Si le pitch de départ n’est pas forcément très alléchant, le film jouit d’une solide réputation, à commencer par son triomphe au Festival de Cannes et l’ensemble des critiques élogieuses qui ont suivies. Celle-ci ne fait qu’ajouter sa pierre à l’édifice. The Artist offre, paradoxalement, un « nouveau » cinéma. Amateur ou non de film muet, on (re)découvre un long-métrage où la mise en scène et le jeu des acteurs sont encore plus primordiales. La musique envoûte chaque séquence, on sourit souvent, on a les larmes aux yeux, puis on sourit de nouveau, puis un pincement au cœur se ressent ; un enchaînement d’émotions en continu. C’est rare, c’est magnifique.

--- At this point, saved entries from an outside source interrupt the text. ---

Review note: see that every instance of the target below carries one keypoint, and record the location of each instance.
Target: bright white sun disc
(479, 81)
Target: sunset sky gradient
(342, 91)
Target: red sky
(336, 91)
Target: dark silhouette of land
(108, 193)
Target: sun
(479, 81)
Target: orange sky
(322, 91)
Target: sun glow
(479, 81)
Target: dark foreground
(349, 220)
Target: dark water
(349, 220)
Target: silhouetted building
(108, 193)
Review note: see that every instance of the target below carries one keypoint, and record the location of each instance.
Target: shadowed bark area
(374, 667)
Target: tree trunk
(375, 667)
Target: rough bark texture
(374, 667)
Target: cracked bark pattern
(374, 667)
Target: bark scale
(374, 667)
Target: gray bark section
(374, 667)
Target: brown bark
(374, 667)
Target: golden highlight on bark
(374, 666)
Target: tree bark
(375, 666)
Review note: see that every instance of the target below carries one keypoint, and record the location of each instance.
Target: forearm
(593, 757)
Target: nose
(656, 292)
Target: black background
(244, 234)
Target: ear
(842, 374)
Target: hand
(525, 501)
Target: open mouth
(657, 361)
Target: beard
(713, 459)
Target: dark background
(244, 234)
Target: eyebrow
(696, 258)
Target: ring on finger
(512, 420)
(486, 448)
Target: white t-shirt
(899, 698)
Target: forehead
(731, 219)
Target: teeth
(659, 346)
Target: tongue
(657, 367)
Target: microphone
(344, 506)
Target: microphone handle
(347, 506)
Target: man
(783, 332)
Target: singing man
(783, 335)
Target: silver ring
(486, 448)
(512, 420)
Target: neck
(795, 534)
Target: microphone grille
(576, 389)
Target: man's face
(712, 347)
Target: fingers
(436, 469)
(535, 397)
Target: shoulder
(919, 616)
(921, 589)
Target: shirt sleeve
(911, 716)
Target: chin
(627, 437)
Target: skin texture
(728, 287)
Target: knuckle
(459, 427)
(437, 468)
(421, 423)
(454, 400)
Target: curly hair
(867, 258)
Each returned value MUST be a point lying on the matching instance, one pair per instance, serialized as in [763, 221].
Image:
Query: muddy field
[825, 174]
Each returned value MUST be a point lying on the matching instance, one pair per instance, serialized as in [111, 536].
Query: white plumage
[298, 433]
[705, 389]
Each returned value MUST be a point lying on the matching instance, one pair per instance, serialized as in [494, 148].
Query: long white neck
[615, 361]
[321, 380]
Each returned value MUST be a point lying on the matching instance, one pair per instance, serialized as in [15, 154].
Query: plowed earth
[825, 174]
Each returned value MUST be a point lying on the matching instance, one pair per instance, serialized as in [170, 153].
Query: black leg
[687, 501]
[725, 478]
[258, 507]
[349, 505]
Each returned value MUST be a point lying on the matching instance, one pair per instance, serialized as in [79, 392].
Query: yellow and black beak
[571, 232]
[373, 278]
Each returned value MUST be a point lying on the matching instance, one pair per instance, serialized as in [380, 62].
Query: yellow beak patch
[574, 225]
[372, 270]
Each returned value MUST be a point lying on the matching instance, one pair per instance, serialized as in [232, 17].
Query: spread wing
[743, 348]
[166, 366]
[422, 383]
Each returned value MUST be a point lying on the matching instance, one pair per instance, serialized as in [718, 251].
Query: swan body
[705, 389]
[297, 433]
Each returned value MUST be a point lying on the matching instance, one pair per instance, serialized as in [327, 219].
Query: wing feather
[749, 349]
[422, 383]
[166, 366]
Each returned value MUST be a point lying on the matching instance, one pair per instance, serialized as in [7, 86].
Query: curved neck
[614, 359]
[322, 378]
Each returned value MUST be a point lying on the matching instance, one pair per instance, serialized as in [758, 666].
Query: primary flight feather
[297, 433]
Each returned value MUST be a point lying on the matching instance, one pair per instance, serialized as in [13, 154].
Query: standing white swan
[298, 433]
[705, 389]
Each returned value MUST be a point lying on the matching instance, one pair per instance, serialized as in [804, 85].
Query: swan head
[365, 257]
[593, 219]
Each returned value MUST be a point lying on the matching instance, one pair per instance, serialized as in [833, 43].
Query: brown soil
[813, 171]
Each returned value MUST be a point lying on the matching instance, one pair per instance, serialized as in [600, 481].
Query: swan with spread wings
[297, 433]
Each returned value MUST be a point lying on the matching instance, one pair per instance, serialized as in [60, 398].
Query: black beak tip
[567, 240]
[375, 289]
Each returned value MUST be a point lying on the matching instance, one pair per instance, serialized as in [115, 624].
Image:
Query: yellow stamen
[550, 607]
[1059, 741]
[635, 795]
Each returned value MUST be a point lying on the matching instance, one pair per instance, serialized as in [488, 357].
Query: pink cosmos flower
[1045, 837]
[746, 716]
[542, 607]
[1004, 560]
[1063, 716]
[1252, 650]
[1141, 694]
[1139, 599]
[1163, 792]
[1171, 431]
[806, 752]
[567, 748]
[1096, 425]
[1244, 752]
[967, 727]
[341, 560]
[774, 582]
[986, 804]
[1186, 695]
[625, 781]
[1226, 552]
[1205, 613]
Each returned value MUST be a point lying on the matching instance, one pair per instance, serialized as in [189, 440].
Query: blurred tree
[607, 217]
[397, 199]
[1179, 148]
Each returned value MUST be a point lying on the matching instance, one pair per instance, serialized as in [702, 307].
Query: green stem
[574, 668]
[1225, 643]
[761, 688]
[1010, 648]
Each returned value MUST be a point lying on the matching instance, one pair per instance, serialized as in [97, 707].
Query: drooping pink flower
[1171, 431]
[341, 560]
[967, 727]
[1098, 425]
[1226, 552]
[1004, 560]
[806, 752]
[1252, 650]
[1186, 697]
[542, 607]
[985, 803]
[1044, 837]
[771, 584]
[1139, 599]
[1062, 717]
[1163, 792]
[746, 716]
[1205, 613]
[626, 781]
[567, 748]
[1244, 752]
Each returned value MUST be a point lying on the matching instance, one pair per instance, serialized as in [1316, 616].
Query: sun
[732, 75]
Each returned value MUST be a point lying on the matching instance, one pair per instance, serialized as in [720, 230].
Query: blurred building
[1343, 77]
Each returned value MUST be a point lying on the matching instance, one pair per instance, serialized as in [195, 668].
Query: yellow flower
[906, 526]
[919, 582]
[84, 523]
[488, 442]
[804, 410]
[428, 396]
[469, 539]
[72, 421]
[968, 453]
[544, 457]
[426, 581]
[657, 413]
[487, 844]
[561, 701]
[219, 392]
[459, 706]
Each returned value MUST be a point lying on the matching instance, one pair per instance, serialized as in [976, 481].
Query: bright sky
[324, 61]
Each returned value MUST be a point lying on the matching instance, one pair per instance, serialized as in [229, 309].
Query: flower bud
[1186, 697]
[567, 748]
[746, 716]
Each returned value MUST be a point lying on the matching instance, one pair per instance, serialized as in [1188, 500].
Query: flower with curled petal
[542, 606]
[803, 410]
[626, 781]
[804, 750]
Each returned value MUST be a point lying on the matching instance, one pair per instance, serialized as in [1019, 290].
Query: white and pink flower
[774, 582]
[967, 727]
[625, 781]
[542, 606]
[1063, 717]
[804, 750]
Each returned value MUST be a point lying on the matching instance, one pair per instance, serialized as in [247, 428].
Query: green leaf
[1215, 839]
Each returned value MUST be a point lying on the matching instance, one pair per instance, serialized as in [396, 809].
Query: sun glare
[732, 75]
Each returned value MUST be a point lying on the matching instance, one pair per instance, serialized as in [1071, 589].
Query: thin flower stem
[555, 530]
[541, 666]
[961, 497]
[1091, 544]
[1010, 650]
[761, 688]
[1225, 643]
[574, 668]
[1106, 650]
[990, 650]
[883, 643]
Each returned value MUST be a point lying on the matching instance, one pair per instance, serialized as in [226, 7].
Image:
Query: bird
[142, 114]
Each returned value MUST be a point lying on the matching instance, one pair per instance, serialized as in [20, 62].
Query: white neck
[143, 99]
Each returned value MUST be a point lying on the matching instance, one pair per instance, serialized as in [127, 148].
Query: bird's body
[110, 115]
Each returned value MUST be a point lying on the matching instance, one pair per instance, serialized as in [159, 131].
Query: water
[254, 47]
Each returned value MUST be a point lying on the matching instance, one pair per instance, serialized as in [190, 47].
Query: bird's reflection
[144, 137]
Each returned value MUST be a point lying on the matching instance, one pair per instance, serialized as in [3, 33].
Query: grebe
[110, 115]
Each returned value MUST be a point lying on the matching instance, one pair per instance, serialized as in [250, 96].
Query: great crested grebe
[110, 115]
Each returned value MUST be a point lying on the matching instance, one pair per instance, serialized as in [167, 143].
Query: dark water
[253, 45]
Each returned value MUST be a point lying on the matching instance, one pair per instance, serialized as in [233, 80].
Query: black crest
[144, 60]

Le duo français Dujardin/Béjo fait mouche, le reste du casting -américain- vient sublimer le récit : John Goodman (Barton Fink, The Big Lebowsky), producteur grognon, drôle ; James Cromwell (Larry Flint, Six Feet Under) en chauffeur/domestique de Georges, très attachant, comme toujours et même Malcom McDowell (Orange Mécanique) fait une courte apparition.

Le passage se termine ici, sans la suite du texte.